Lenders formally took control of Stuyvesant Town and Peter Cooper Village on Tuesday, ending a four-year odyssey that put the affordable middle-class enclave at the center of both the biggest real estate deal in history and a major financial debacle.
CW Capital, the company representing the complexes’ senior lenders, is now expected to begin negotiations with tenants over what could be the country’s largest conversion of rental buildings to a condominium or cooperative. That could start battles among the 25,000 tenants over whether the apartments should remain affordable or be allowed to trade openly on the real estate market.
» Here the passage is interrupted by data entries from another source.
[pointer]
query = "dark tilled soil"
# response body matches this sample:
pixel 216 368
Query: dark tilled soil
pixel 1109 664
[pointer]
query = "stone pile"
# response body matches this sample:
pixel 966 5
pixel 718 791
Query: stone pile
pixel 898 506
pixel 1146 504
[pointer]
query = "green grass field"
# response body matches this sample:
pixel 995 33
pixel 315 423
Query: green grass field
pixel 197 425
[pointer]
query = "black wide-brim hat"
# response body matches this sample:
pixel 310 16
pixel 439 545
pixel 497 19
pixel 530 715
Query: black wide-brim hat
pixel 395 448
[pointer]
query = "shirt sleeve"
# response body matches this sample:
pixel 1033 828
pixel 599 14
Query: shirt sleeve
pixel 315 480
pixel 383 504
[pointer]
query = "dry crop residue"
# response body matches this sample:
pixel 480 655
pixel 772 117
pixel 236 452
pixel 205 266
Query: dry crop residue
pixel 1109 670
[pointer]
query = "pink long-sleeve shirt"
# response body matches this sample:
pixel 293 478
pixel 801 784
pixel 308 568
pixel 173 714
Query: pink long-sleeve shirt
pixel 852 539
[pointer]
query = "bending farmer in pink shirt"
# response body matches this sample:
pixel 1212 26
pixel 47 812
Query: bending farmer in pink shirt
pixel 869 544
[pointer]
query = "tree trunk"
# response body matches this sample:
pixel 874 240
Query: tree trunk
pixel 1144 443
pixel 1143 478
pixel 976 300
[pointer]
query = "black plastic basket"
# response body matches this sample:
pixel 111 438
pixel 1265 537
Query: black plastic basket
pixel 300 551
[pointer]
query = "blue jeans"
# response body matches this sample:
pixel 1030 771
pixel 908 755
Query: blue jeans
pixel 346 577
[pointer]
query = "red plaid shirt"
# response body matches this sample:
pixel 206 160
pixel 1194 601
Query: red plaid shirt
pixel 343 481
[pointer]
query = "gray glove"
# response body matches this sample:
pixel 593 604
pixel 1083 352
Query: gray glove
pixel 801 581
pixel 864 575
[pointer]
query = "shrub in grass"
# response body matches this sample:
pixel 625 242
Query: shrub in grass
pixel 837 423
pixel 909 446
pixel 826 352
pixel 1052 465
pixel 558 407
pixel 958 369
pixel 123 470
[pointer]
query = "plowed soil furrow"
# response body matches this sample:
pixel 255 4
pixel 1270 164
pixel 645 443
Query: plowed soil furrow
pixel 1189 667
The changes occur under strikingly different circumstances than in 2006, when a partnership of Tishman Speyer Properties and BlackRock Realty bought the 80-acre property from the original owner, Metropolitan Life, for a record-breaking $5.4 billion.
The red brick buildings, built by Met Life more than 60 years ago for returning World War II veterans, were considered by investors to be a gem in the rough because of their Manhattan location and sturdy construction.
The buyers expected to triple their net income by 2011 by replacing longtime residents paying regulated rents with tenants paying higher market rates. But their plans fizzled after residents resisted and the partners failed to convert enough apartments to market rents. In January, they defaulted on a $16.1 million monthly mortgage payment.
The casualties from the ruptured deal spanned the globe, as analysts revised the value of the property to $1.9 billion, less than one-third of the acquisition cost. The Church of England, the government of Singapore and several public American companies lost hundreds of millions of dollars, while three public-employee pension funds in California and Florida saw their combined $850 million investment evaporate.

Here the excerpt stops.